Last year's Mayo Collaborative Services v Prometheus Laboratories, Inc (Mayo v Prometheus) decision, from the US Supreme Court, is beginning to spell trouble for the patenting of diagnostic method inventions in the US. The ruling in that decision indicated that methods involving an application of a law of nature (e.g. something that inherently occurs in the body) may not be patentable, unless further features are present that provide practical assurance that the methods are genuine applications of those laws. The decision therefore implied that methods of diagnosis which only comprise steps of identifying/measuring a biomarker in a sample (and no other steps of non-conventional nature), may face patentability difficulties in the US.
Unfortunately for companies working in this area, this judgement is being implemented in other more recent decisions from the US courts. PerkinElmer Inc and NTD laboratories Inc v Intema Ltd concerned a patent directed to non-invasive diagnostic methods for the determining the risk of foetal Down Syndrome, where the levels of at least one marker were measured in the first and second trimesters of pregnancy and the risk of Down Syndrome was evaluated using these measurements.

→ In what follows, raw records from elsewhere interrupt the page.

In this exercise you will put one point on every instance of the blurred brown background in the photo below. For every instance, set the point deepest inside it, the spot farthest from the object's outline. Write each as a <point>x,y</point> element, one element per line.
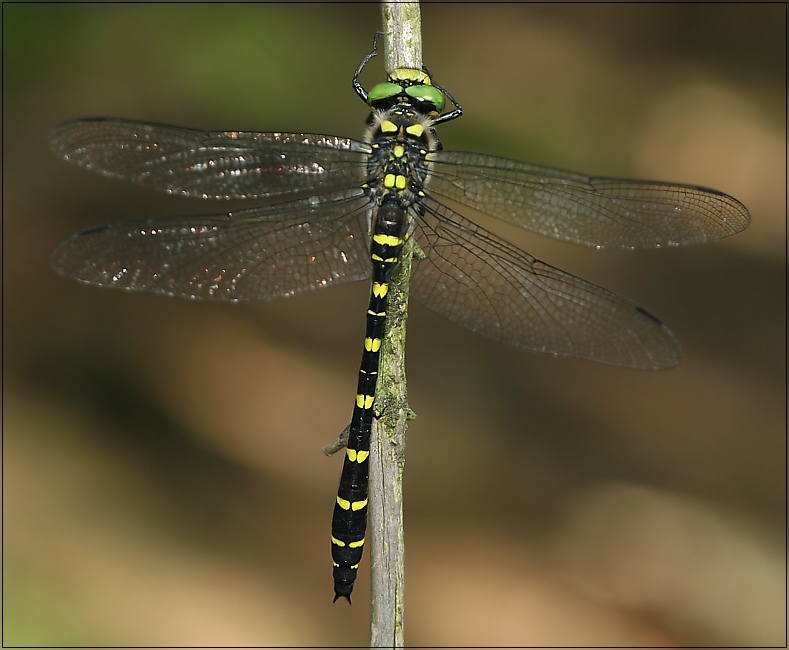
<point>163,480</point>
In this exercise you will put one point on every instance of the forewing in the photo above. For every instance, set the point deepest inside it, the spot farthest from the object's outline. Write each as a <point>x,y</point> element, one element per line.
<point>599,212</point>
<point>212,164</point>
<point>252,254</point>
<point>481,282</point>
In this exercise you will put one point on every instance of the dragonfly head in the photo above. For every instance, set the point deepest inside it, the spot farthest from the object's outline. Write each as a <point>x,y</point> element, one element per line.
<point>408,86</point>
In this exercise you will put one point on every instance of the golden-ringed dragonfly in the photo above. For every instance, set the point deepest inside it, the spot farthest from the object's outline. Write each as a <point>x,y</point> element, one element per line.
<point>331,210</point>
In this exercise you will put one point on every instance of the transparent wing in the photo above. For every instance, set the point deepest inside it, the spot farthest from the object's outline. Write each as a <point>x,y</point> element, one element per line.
<point>258,253</point>
<point>599,212</point>
<point>481,282</point>
<point>212,164</point>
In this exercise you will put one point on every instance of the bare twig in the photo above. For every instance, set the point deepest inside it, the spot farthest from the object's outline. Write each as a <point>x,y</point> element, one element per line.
<point>403,49</point>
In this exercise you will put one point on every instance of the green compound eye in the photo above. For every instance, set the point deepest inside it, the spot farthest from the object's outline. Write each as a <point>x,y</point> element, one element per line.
<point>427,95</point>
<point>382,91</point>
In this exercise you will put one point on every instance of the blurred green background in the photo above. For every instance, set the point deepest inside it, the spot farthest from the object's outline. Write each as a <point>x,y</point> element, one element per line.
<point>163,480</point>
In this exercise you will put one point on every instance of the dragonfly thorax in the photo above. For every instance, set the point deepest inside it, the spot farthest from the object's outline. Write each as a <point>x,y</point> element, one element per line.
<point>397,166</point>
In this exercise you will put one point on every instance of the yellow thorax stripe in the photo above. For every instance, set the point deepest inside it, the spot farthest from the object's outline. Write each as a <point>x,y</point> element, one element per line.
<point>364,401</point>
<point>380,289</point>
<point>372,345</point>
<point>387,240</point>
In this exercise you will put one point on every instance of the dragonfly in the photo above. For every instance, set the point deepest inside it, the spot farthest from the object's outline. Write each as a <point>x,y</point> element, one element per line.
<point>330,210</point>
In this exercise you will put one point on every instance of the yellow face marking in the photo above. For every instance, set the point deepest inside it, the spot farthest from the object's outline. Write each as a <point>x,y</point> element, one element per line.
<point>410,74</point>
<point>357,455</point>
<point>388,240</point>
<point>388,127</point>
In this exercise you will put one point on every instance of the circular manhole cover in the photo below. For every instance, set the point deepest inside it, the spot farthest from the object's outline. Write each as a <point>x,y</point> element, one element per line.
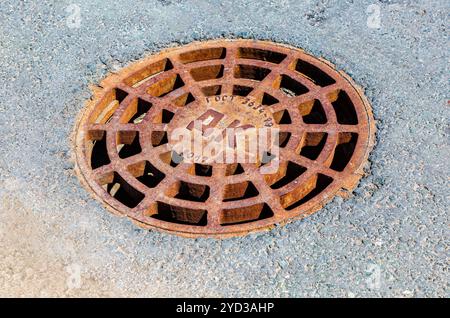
<point>223,138</point>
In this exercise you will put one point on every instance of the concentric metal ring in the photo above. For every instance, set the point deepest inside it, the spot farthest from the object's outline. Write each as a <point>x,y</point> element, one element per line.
<point>123,155</point>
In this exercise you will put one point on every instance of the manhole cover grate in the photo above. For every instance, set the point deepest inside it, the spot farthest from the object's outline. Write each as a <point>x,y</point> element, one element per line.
<point>125,144</point>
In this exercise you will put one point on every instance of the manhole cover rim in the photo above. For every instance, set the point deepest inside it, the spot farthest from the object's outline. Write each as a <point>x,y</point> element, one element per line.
<point>347,182</point>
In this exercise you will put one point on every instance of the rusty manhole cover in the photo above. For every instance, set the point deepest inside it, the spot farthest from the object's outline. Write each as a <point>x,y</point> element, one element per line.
<point>125,137</point>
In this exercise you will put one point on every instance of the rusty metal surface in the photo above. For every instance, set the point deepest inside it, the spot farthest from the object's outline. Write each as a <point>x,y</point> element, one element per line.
<point>123,157</point>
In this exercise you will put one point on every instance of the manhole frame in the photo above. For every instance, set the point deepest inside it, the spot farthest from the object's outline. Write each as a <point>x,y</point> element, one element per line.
<point>342,188</point>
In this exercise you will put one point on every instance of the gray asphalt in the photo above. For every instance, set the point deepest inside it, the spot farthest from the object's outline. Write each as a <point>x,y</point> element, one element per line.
<point>390,238</point>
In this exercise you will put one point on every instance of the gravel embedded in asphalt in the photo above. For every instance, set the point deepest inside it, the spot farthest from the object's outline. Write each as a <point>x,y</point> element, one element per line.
<point>389,239</point>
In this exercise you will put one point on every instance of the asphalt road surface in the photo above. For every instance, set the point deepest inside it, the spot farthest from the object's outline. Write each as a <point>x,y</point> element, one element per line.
<point>389,239</point>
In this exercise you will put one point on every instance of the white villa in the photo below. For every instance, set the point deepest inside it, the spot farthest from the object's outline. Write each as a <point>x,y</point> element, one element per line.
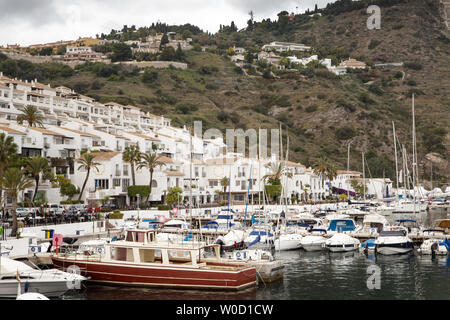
<point>74,122</point>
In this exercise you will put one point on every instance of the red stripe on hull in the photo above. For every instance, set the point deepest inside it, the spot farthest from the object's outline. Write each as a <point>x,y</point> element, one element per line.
<point>162,275</point>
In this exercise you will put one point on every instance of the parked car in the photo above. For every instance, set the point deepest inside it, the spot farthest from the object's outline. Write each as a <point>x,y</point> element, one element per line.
<point>23,212</point>
<point>56,209</point>
<point>78,209</point>
<point>111,206</point>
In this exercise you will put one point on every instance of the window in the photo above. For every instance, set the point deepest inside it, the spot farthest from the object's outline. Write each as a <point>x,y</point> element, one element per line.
<point>101,183</point>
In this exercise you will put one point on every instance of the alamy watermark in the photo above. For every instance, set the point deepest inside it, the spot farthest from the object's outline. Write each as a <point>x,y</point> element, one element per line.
<point>374,21</point>
<point>74,281</point>
<point>374,280</point>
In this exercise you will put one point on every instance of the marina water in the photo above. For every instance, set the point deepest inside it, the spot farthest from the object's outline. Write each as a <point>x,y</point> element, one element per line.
<point>323,275</point>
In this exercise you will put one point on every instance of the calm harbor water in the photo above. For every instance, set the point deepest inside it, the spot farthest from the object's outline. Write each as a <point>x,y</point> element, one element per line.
<point>322,275</point>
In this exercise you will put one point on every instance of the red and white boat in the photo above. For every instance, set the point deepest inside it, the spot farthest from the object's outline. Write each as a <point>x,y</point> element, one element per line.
<point>141,260</point>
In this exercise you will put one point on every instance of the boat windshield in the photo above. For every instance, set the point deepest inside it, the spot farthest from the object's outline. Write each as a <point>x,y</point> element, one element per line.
<point>400,233</point>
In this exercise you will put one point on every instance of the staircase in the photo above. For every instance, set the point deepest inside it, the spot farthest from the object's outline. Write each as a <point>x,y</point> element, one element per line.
<point>445,5</point>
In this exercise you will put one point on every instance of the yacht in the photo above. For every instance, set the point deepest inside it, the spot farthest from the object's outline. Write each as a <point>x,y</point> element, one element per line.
<point>341,242</point>
<point>374,223</point>
<point>435,246</point>
<point>288,241</point>
<point>141,260</point>
<point>393,241</point>
<point>51,282</point>
<point>314,241</point>
<point>409,207</point>
<point>260,237</point>
<point>341,223</point>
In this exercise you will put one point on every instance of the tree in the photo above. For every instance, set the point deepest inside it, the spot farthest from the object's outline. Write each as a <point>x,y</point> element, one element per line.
<point>36,166</point>
<point>230,51</point>
<point>121,52</point>
<point>164,40</point>
<point>150,161</point>
<point>87,163</point>
<point>168,54</point>
<point>179,54</point>
<point>357,186</point>
<point>66,188</point>
<point>132,155</point>
<point>224,182</point>
<point>174,195</point>
<point>14,181</point>
<point>32,116</point>
<point>8,151</point>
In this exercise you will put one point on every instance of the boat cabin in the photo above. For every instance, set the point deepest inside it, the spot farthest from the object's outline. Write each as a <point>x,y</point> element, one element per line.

The Federal Circuit indicated in this case that the relationship between screening marker levels and the risk of Down Syndrome was a law of nature and that the data gathering steps of the method were not sufficient to confer patentability (marker detection was carried out by well-known methods and the risk determining step was a mental act).

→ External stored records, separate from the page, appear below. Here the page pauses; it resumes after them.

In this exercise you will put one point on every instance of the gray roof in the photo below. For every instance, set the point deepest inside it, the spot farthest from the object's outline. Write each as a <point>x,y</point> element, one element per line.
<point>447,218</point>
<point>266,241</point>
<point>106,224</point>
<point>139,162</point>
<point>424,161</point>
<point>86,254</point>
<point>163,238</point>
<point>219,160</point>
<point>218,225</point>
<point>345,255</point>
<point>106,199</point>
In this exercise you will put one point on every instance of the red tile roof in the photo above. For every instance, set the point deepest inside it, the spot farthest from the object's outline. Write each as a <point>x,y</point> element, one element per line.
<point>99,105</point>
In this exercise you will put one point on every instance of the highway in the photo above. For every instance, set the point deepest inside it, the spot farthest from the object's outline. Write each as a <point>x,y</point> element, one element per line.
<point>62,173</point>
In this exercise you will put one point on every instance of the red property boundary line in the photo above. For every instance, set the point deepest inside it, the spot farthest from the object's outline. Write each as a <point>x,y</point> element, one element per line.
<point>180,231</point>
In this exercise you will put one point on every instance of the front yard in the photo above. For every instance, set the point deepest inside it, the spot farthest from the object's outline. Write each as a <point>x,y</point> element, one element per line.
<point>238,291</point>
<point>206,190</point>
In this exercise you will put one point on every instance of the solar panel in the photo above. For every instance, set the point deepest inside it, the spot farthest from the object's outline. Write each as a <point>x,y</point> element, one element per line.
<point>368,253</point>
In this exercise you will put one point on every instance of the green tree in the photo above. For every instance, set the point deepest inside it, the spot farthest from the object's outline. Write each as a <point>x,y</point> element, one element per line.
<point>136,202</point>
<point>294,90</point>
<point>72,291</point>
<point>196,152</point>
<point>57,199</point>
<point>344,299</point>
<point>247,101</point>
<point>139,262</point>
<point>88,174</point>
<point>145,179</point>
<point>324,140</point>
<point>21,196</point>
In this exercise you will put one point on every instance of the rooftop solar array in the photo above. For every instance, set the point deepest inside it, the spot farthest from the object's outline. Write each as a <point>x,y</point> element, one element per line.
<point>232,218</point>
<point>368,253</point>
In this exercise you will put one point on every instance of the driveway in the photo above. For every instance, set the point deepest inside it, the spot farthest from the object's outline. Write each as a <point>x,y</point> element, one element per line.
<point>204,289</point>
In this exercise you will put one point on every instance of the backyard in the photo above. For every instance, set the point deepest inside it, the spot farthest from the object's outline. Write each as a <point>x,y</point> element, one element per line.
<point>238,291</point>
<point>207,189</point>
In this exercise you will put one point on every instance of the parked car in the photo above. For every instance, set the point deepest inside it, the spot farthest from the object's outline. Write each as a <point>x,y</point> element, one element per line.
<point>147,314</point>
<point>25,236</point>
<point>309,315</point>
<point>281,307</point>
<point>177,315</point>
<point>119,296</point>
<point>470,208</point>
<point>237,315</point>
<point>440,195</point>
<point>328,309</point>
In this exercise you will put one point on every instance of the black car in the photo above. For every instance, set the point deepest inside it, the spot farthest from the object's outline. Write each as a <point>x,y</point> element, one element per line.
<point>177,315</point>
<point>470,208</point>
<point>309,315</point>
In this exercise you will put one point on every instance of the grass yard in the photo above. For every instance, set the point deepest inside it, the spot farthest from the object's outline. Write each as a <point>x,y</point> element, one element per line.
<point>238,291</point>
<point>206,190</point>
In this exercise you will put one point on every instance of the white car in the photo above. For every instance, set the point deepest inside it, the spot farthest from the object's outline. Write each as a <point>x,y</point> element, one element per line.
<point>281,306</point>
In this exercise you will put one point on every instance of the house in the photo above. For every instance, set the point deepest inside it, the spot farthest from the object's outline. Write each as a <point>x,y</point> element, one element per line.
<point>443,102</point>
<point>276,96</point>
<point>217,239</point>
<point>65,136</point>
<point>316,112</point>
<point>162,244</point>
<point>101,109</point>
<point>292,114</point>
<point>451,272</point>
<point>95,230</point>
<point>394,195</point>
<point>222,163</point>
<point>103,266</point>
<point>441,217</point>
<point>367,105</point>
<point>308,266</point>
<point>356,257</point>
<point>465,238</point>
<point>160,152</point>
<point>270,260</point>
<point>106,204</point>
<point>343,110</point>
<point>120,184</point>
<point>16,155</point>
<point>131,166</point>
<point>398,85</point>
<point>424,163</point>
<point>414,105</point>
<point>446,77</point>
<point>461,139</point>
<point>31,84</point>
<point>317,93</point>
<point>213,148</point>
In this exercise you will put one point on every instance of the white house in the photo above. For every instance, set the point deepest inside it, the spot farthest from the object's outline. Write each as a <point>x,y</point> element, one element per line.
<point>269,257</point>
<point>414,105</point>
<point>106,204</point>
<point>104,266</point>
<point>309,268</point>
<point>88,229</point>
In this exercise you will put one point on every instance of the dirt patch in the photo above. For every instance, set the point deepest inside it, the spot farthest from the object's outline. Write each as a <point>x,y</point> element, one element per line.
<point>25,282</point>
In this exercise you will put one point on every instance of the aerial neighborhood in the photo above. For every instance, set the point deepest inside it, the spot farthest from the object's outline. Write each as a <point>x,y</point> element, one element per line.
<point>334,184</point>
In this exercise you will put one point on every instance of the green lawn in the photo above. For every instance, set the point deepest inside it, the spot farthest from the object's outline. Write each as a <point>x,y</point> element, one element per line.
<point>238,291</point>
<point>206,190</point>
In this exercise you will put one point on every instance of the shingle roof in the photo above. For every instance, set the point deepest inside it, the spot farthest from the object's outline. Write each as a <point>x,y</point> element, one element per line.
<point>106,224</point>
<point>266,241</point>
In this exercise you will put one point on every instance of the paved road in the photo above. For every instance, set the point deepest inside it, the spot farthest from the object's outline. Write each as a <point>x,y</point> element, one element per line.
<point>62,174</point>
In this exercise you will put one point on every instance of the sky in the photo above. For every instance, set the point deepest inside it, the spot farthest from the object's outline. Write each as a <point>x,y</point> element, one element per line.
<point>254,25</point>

Further, in Aria Diagnostics, Inc v Sequenom, Inc, the District Court refused a preliminary injunction because the alleged infringer raised questions concerning the validity of the patent in view of Mayo v Prometheus. The patent in this case concerned a method of using cell-free foetal DNA in the blood of a pregnant woman to conduct non-invasive pre-natal tests.
Although the USPTO has published some guidance on the patentability of diagnostic methods in view of Mayo v Prometheus, it is still unclear exactly what requirements need to be met by the method for it to be considered as patentable. In this respect, in PerkinElmer, the Court hinted that the patent may have fared differently had additional steps been claimed which utilised the data which had been gathered. In line with this, the guidance from the USPTO indicates that additional steps should be present that integrate the law of nature into the invention to ensure that the claim amounts to significantly more than a law of nature. However, there is no specific indication of what additional steps could be considered to confer patentability.
Hence, the situation at the USPTO with regard to the patentability of diagnostic methods remains uncertain. Whilst there may be some possible (but unconfirmed) ways to address the potential patentability problems (e.g. including a treatment step, or particular regime based on the gathered data, or specifying detection by a non-conventional method), the situation is far from ideal in the US. Only time will tell to what extent methods of diagnosis remain patentable at the USPTO.